I was trying to open applications like Open Office only to see the process in the task manager running as a background process. It was not up the top under Apps, but just sat there forever under background processes.

I also had 100% Disk usage with no singular app or process looking like it was causing it. I also had high memory and CPU usage. So I thought what I had done lately. I went to Programs and Features to see which applications had been updates or loaded recently. Skype was there, like it is today, and I removed it as I can no longer use it with Windows 8.1r.

There was also Spotify which I hardly ever use so I uninstalled that as well. However it was after this I started getting the problems.
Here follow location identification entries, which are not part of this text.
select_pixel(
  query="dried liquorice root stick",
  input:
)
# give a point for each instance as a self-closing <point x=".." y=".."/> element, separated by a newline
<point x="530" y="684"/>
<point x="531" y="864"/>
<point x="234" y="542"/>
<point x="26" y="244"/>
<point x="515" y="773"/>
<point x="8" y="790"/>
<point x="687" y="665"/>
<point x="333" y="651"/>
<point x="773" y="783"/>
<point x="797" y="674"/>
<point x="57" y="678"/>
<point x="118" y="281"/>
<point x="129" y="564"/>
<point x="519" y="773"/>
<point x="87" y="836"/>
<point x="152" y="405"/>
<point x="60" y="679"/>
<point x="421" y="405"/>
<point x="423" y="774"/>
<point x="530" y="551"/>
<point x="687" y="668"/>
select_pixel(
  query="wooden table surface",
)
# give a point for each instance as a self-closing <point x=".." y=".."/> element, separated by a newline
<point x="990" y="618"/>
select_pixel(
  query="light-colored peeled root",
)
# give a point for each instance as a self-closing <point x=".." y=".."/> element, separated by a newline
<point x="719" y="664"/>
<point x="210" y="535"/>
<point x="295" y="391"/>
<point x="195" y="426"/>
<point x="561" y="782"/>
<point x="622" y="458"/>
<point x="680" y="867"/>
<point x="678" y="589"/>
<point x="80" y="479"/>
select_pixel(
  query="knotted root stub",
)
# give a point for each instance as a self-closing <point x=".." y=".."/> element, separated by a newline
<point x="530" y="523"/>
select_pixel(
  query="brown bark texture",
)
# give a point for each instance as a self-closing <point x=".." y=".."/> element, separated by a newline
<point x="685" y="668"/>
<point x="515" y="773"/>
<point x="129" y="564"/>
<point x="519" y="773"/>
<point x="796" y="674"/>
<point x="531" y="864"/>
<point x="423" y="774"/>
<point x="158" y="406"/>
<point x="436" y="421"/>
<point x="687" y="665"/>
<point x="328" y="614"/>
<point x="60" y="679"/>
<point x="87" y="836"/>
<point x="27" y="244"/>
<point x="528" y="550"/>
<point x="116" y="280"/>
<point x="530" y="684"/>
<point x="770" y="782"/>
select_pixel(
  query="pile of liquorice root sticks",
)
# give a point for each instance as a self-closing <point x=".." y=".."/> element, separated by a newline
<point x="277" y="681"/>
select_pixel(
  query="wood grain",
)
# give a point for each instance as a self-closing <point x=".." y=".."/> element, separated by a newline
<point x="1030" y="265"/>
So I went to System Restore Points and noticed a Critical Windows Update had been carried out on the 11th of this month. I ticked the box to show all restore points and chose the Automatic Restore Point before the update.

I did a system restore to that date which was 2 days before the Windows Update and after an hour I had my PC back and working. It was much faster and the browsers were fast as well, both Chrome and Firefox.

However I will not take away the points I made yesterday about over complicating the options and issues for privacy and security which seem far too over the top for the average user to understand.

So when I was finished with what I was doing I went to shut the laptop off and did the Windows Update again. This time it seems to not have slowed everything down. The Critical Update has been done and I have a much faster laptop. For example just look at the Task Manager, which for the same apps, with the same tabs open was showing 100% DISK usage and high Memory and CPU usage, with programs running in the background not as open Apps.

However I am not holding my breath as it seems that all these browsers and other apps like Rapport (banking crud software), seems to be slowing the laptop down.

I think it is time I do a proper search of the computer, remove apps I don't use, run Chkdsk -f (from the command prompt), and see if a particular browser is causing me issues.


At the moment I have 5% CPU, 40% Memory 3% Disk usage (Not the 100% I was seeing all the time).

I have no ideas what the Windows Update did to screw this up and when I look at programs recently installed I only see Google Chrome as having updated itself today. Firefox is set to auto update so I will wait to see what happens when the latest version comes in as I am currently on version 70, and yesterday I was on version 71. Since Chrome updated however the CPU and Disk Usage also started to spike again.


I have decided to uninstall Chrome and just use Firefox and since doing so my disk usage is running at 1%. I have no idea what Chrome could be doing to cause these memory leaks and disk usage. I did notice in their settings under advanced the other day an option to look for "malware" that could be slowing your computer down. I reckon it is more to do with all the holes that let PUPs and other files that keep popping up after a scan in the Chrome Roaming folder that they are looking for.

However it in not uncommon for people to have issues after Windows Updates. User Profiles going missing causing you to think you have lost all your apps and other weird things. Having to do restore points seems drastic but at the moment I am happy as my apps are all running and the task manager is showing good stats. However I still think Firefox's security and privacy options are too much for the average user and some of them even confused me as their was no explanation. So read that article if you can.
I think these auto updates behind the scenes can cause major slowdowns and they should all be optional. If I have a version of Chrome that is running fast, not causing major CPU, Memory or Disk usage then I should be able to keep it. I don't want some new buggy install being rolled out and then a fix for that buggy version rolled out later.

As I said earlier IE only brings a new version of IE out once every couple of years. I cannot really see the need for 70+ versions of Chrome or Firefox unless they contain bugs and future version are to fix them.